Does it bother you that some apps running on your iPhone (or Android phone), that know all your contact information and perhaps even your current location, could be spying on you? The Wall Street Journal says:
An examination of 101 popular smartphone "apps"—games and other software applications for iPhone and Android phones—showed that 56 transmitted the phone's unique device ID to other companies without users' awareness or consent. Forty-seven apps transmitted the phone's location in some way. Five sent age, gender and other personal details to outsiders.
It seems like we've been talking about this since Apple added a GPS and the App Store to the iPhone 3G and iOS 3 back in 2008 and everyone from tiny, unknown developers to giants like Google began taking advantage of the features -- in both senses of the word.
Sometimes it can be beneficial -- Google's web search, Gmail, and mobile AdMob adds try to give us ads that better reflect our interests so they're less likely to annoy us and, of course, we're more likely to click on them. Apple's now in that game as well with iAds. But what about those tiny, unknown developers using their free or cheap apps to extract your information?

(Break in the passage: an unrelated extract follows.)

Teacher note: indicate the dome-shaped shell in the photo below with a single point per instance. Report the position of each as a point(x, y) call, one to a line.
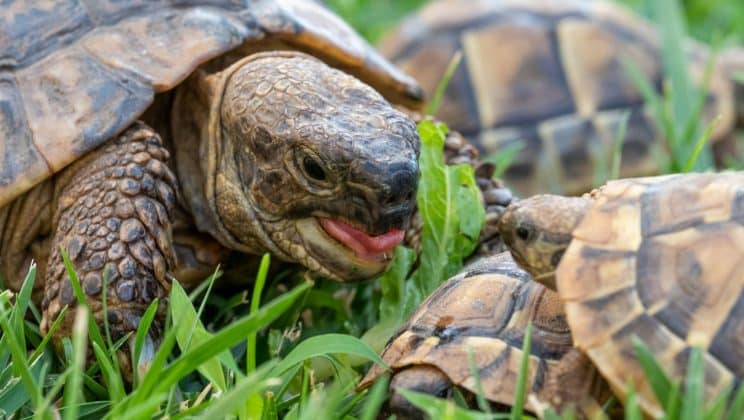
point(660, 259)
point(73, 73)
point(486, 308)
point(549, 74)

Apps sharing the most information included TextPlus 4, a popular iPhone app for text messaging. It sent the phone's unique ID number to eight ad companies and the phone's zip code, along with the user's age and gender, to two of them.
Pandora is also cited as an app that transmits lots of demographic information. Apple claims they police the apps and make sure they fall within proper guidelines but the WSJ believes some, like Pumpkin Carver, can skirt the rules, and many of the developers claim they anonymize data before aggregating it and transmitting it on to advertising networks.
While permission is required to share location, no permission is required to share your iPhone (or iPad or iPod touch) UDID -- the unique identifier, effectively a fingerprint or "super cookie* that can be used to correlate and track all your activities. Angry Birds, according to the WSJ, sends both UDID and location data back to its publisher (who says they don't use it to advertise and don't share it with anyone else).
The entire article is fascinating reading especially for those concerned with privacy in the mobile information age. Personally I trust Apple and Google but I'm not sure I trust every little developer who has the same access to my data or who uses Apple's and Google's networks and systems.
What about you, any alarm bells ringing?
[Wall Street Journal, thanks Dominick!]